Norman Kingsley Mailer was an American novelist, journalist, essayist, poet, playwright, screenwriter, and film director. Along with Truman Capote, Joan Didion, Hunter S. Thompson, John McPhee, and Tom Wolfe, Mailer is considered an innovator of narrative nonfiction, a genre sometimes called New Journalism, which superimposes the essay onto the nonfiction novel.
He was awarded the Pulitzer Prize twice and the National Book Award once. In 1955, Mailer, together with Ed Fancher and Dan Wolf, first published The Village Voice, which began as an arts and politics-oriented weekly newspaper distributed in Greenwich Village. In 2005, he won the Medal for Distinguished Contribution to American Letters from the National Book Foundation.
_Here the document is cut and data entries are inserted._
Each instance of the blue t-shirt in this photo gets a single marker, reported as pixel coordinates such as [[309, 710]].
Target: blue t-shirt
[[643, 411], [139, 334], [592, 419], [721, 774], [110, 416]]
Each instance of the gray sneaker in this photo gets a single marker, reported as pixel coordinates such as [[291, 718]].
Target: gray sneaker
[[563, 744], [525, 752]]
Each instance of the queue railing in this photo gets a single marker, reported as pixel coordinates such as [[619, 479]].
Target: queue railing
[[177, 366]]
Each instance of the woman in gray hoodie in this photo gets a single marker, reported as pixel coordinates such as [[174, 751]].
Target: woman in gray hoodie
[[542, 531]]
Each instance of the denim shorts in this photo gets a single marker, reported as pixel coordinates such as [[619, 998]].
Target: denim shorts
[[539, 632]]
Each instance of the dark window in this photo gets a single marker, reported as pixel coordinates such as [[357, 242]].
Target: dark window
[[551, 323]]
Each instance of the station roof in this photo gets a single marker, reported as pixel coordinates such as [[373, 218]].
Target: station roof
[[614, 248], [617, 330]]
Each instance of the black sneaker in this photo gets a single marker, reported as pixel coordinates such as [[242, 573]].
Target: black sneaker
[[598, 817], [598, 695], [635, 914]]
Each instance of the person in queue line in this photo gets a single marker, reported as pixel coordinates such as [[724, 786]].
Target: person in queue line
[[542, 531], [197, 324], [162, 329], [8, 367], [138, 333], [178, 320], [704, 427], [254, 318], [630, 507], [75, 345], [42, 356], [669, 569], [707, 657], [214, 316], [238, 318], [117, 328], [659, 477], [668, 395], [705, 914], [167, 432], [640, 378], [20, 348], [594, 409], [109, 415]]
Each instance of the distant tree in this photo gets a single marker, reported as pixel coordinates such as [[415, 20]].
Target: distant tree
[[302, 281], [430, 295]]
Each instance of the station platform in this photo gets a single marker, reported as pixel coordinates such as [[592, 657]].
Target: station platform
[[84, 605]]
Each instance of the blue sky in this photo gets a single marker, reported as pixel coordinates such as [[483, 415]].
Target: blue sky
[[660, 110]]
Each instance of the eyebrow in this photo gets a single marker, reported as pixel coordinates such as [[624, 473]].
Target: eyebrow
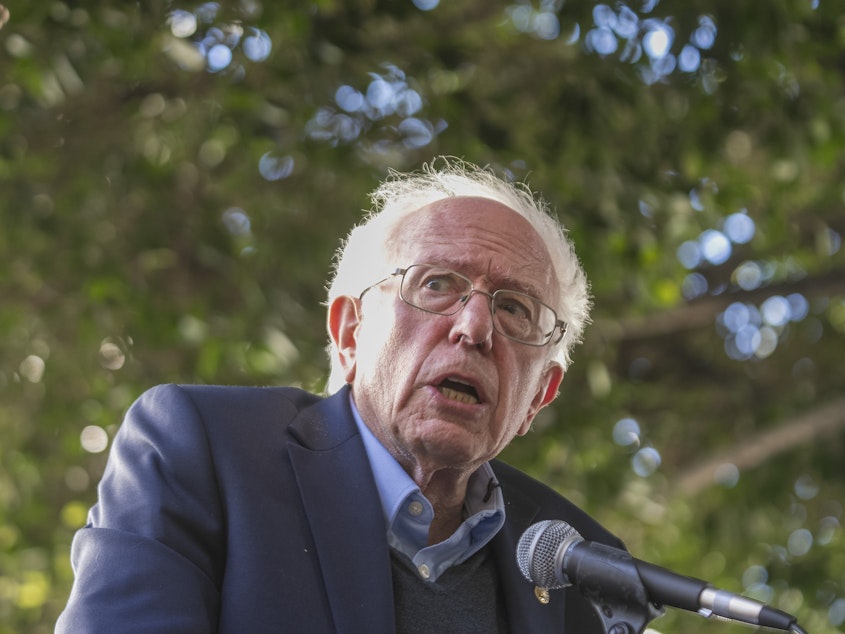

His novel The Naked and the Dead was published in 1948 and brought him early renown. His 1968 nonfiction novel The Armies of the Night won the Pulitzer Prize for nonfiction as well as the National Book Award. Among his other well-known works are An American Dream (1965), The Fight (1975) and The Executioner's Song (1979), which won the Pulitzer Prize for fiction. Mailer was a prominent cultural commentator and critic, expressing his often controversial views through his novels, journalism, frequent press appearances, and essays, the most famous of which is The White Negro.
In 1960, Mailer was convicted of assault and served a three-year probation after he stabbed his wife Adele Morales with a penknife, nearly killing her. In 1969, he ran an unsuccessful campaign to become the mayor of New York, finishing fourth in the Democratic primaries. Mailer was married six times and had nine children.